MARTA officials are making progress on a major transit hub south of Atlanta that would support 31 regional bus routes while creating more than 700 jobs in Clayton County, the agency announced this week.
MARTA has recognized the need to build such a multifaceted project—now called the Clayton County Operations and Maintenance (O&M) Facility—since Clayton residents voted to join the MARTA system way back in 2014.
The agency’s Board of Directors Planning and Capital Programs Committee recently selected STV Incorporated, an engineering and design firm, to complete designs of the transit hub in hopes of improving service in Clayton and the entire south metro area.
The Clayton O&M Facility is expected to transform industrial acreage to reduce operational costs and increase efficiency for 31 regional bus routes. That means parking will be provided for 250 buses, alongside support infrastructure such as a fuel area, bus wash, and fare retrieval system.
Other components will be a wellness center for employees, a MARTA police precinct, and a firing range.
MARTA expects to complete facility designs in late 2023 and break ground on construction in January 2024. Agency leaders expect the project to create 350 construction jobs—and twice as many permanent ones.
According to a project overview, the Clayton O&M Facility would claim a 31-acre site that was previously a K-Mart distribution center in Forest Park. MARTA had previously considered more than two dozen sites based on traffic conditions, development costs, current zoning, and other factors. Operations are scheduled to open there in late 2026.
The facility’s estimated total cost is $116 million.
The Clayton O&M Facility has so far received $33 million in federal support, according to MARTA. That includes two Federal Transit Administration Buses and Bus Facilities grants—$13 million in 2019 and $15 million in 2022—in addition to a $5 million earmark secured by Sen. Rev. Raphael Warnock.
“The strong federal support for this project underscores its importance and value to Clayton County and the entire south metro Atlanta area,” Collie Greenwood, MARTA interim general manager and CEO, said in this week’s announcement. “For MARTA, it means not only will we provide transit service in Clayton, we will live there, too.”

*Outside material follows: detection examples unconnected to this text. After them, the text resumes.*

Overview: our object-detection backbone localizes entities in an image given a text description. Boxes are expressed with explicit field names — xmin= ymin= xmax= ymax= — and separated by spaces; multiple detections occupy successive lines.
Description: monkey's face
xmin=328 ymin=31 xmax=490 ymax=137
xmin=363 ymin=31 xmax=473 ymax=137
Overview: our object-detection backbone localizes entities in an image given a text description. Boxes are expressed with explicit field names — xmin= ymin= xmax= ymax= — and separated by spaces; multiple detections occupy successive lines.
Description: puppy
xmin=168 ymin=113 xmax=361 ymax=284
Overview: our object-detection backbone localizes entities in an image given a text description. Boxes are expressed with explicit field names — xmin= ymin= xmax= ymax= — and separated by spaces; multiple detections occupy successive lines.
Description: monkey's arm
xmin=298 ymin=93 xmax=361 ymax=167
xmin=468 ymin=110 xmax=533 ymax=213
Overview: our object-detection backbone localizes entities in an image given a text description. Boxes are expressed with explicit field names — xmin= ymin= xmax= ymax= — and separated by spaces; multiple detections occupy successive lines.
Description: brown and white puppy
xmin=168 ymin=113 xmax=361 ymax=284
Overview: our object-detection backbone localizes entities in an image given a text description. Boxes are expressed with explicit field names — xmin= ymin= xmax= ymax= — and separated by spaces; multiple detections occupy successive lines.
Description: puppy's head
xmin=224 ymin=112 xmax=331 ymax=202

Design progress on the transit hub joins of flurry of MARTA activity in Clayton.
The Clayton Southlake bus rapid transit system—a high-capacity link for transit-dependent riders in one of metro Atlanta’s busiest corridors for transit use—is in the Project Development phase of the FTA’s Capital Investment Grant Program, as what’s considered a Small Starts Project.
It marks MARTA’s first application to the CIG Program since the Red Line was extended to Sandy Springs' North Springs in the year 2000, officials noted this week.
The BRT investment is expected to cost upwards of $338 million but shave 20 minutes off the bus trip from Southlake Mall to College Park, where riders can connect with MARTA rail and the airport. Key points in between would include Southern Regional Medical Center, Riverdale Town Center, and numerous apartment complexes and retail developments, per MARTA.
MARTA has said its goal is to begin construction on the Clayton Southlake BRT system by mid-2024 and launch operations in 2026.
Meanwhile, MARTA recently implemented two new bus routes in Clayton—the 197 and 198—and plans to complete 175 bus stop and shelter upgrades in places with high ridership before 2024.
MARTA’s app-based, on-demand transit program that’s similar to Uber and Lyft, MARTA Reach, is also being piloted at the Gillem Logistics Center in Clayton. Elsewhere in the area, MARTA’s SR 54 High-Capacity Transit Initiative is “exploring potential alternatives for high-capacity, fixed-guideway transit in a study corridor extending from East Point to Lovejoy,” according to the transit authority.